There may be an occasional need to give such unquestioned advice to clicker
NEOPHYTES who might be prone not to reinforce behavior enough times to get
it strong enough. However, as experienced trainers, LOOK CAREFULLY AT WHAT
YOU ARE DOING, and weigh the disadvantages of losing precision, and the
loss of time. As always, the choice is yours. Just be sure that you know
you have a choice.
Now, when SHOULD we use a ratio schedule? Remember our RULE NUMBER ONE – RATIOS ONLY WHEN NECESSARY. Once you have decided that you need a ratio, then the answer is a) “After the behavior is as PERFECT as you want it to be, or as perfect as you are able to get it, within reason.” And b) “if you want to establish with that behavior a high resistance to extinction” – for example, if you expect to be using it in some context where you cannot reinforce, c) “if you want the behavior to occur at a rapid rate (responses per time interval) without reinforcement,” or possibly, d) if you are working the dog with food reinforcers and you do not want the dog to fill up too rapidly.
There is no question that a variable ratio is the best one to use if you
need, or want, a VERY persistent behavior without reinforcement. Just look
at the number of times a really “hooked” fisherman will cast out a bait
without being reinforced. And, as one of our e-mail correspondents has
noted, “according to Skinner, compulsive gambling occurs partly because
people become hooked by the variable ratio. The very next response may pay
off regardless of how long it has been since the last response paid off, so
the gambler keeps responding.” Quite true. But how many times in your
life with your dog do you run into the conditions of a), b), c) or d)?
Certainly you probably want a reasonable resistance to extinction, and
certainly a reasonable rate of response. And, indeed, “this schedule (a
variable ratio) provides greater incentive to resume responding right after
receiving a reinforcer than does the fixed-ratio schedule.”
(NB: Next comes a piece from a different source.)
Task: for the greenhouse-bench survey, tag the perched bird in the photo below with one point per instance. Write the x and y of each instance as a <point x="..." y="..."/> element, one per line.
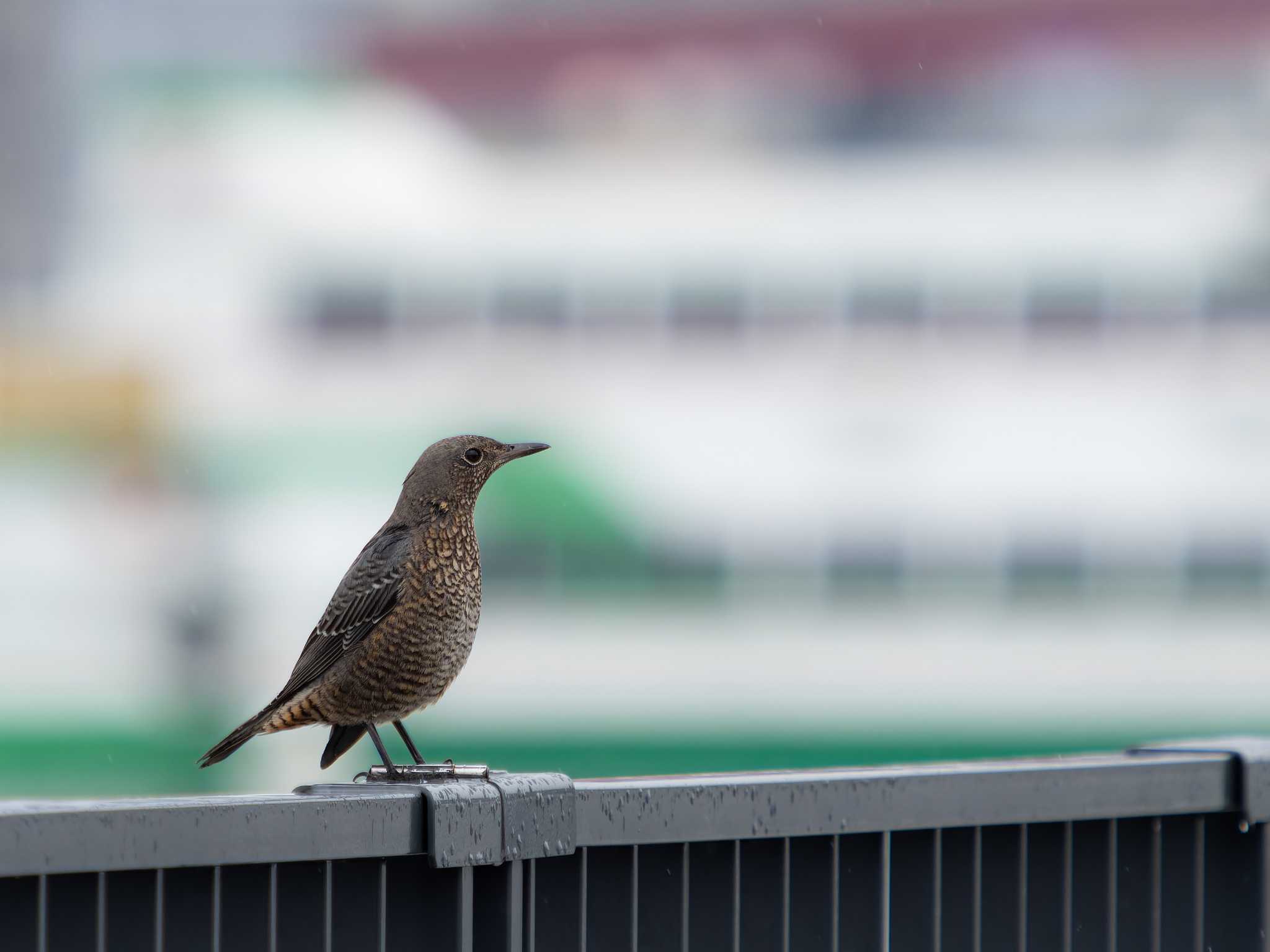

Probably one of the best examples of when to use a VSR is the case of Ham,
the chimpanzee astronaut trained by Joe Brady’s group for NASA. Ham was
sent into space in the early 1960s, before the Mercury astronauts. Ham was
taught to make discriminations and complex responses to certain stimuli,
such as flashing lights and special sounds. There was concern that the
food dispensing equipment might not work too well in weightless space. For
that reason, and for other good reasons, it was decided to build up Ham’s
responses such that he could work the entire mission ON EXTINCTION. Ham’s
responses were built up to THOUSANDS of responses per reinforcement. One
time Ham might be reinforced after a hundred responses, the next time it
might be a thousand. Now that, my friends, is a RATIO! If you are
preparing to blast your doggie into space, and you want to make sure that
it keeps on working, VSR is definitely the way to go.
We used a VDS (Variable Duration Schedule) with our automated dancing
chicken unit. When a person dropped a quarter (a nickel in the early
’50’s) in a coin box, a door opened and released the chicken into the
performing area. The chicken walked over to a simulated juke box, pulled a
loop, which started music playing, and the chicken stepped onto a platform.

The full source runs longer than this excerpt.